Not Words, an Act. The most obvious cause (although certainly not the deepest-lying one) of his spasms of melancholy and eventual suicide was ludicrous and pathetic: although not impotent, he could not make love satisfactorily. "It is a failing that makes suicide worthwhile," he wrote in 1937. His life by that time had become a series of failed love affairs and slow convalescences. At his high points he could theorize about the construction of the ideal female breasts, or amuse himself with quips ("Rome is a crowd of young men waiting to have their shoes polished"). But always the diary entries turn to despair, and the joking becomes brackish: "No would-be suicide can endure the thought of anything so meaningless as being run over or dying of pneumonia. So beware of draughts and street corners."
Pavese's last courting of death seems to have been deliberate, as perhaps the others were. At the height of his fame he fell in love with a pretty, heedless American actress. After she broke off their affair, he penned a line of furtive self-knowledge in an agonized love letter: "Yet even you are only a pretext . . ." She was just that, for Pavese yearned to die, and did, after a final entry: "All this is sickening. Not words. An act. I won't write any more."
The trouble with knowing this is that one is tempted to regard it as an easy key to the author (when clearly the busy, successful literary man is as real as the agonized lover) and a road map of his work. Pavese's journal is a strong argument for the theory that one should know nothing at all about an author. A look at his brief, excellent novel, The House on the Hill, shows why.
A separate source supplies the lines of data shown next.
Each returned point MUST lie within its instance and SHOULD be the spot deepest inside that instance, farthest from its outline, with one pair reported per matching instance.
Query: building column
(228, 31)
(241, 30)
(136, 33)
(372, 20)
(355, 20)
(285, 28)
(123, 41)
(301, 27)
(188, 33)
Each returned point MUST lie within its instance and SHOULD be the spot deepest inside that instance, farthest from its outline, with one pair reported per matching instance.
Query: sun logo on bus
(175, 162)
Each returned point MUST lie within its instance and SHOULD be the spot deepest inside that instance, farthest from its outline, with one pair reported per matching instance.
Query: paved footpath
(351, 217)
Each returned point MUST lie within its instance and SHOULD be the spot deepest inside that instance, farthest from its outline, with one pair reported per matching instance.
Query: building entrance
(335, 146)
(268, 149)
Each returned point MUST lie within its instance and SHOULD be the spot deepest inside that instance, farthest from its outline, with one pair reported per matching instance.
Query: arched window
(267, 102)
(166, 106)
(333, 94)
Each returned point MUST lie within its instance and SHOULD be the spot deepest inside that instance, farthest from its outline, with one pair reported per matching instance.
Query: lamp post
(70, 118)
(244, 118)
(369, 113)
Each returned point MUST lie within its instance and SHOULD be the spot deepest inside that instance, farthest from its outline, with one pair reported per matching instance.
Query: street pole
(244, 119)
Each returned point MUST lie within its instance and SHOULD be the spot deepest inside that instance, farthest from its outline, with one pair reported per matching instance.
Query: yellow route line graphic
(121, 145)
Relearned Lesson. The hero is a Turin schoolteacher who has cut himself off from all but casual contact with his fellows. It is the winter of 1943-44; the people of Turin take to the hills each night to escape Allied bombing. The teacher, Corrado, drifts into the company of an underground group. One of the members is Gate, a former mistress, and he suspects that he is the father of her son Dino. But Gate does not want to take up with him again, and although he likes Dino, he does not press her. Eventually she is arrested, and he loses track of the boy. Feeling only vague remorse, he walks through the hills to his parents' home in San Stefano Belbo. There his immunity from feeling gradually vanishes. The chaotic, tag-end war comes nearer: "We are being driven from one hiding place to the next like so many hunted hares. In the end [the war] will force us to fight too, extorting an active consent from us." Corrado begins to accept what has been distasteful to him (and what Pavese never resigned himself to)--complicity in the frightening crime of being human.
Earnest readers, equipped with the half-truths of the journal, will equate the hero's unnamed hurts with the author's specific sexual wounds and assume that Pavese is the hero of his own ink-and-paper daydream. He is not, for the simple reason that Corrado accepts life as the author could not. The cause of Corrado's estrangement from humanity is kept ambiguous, not because it is a Freudian acrostic but because the ambiguity lets the author make a general statement about the human condition.
Thus journal and novel teach a lesson that amateur psychologists might well (but probably will not) take to heart: the art is never the man, the novel cannot be understood by psychoanalyzing the novelist. In fact, a novel can be ruined by a reader almost as easily as it can be botched by a writer.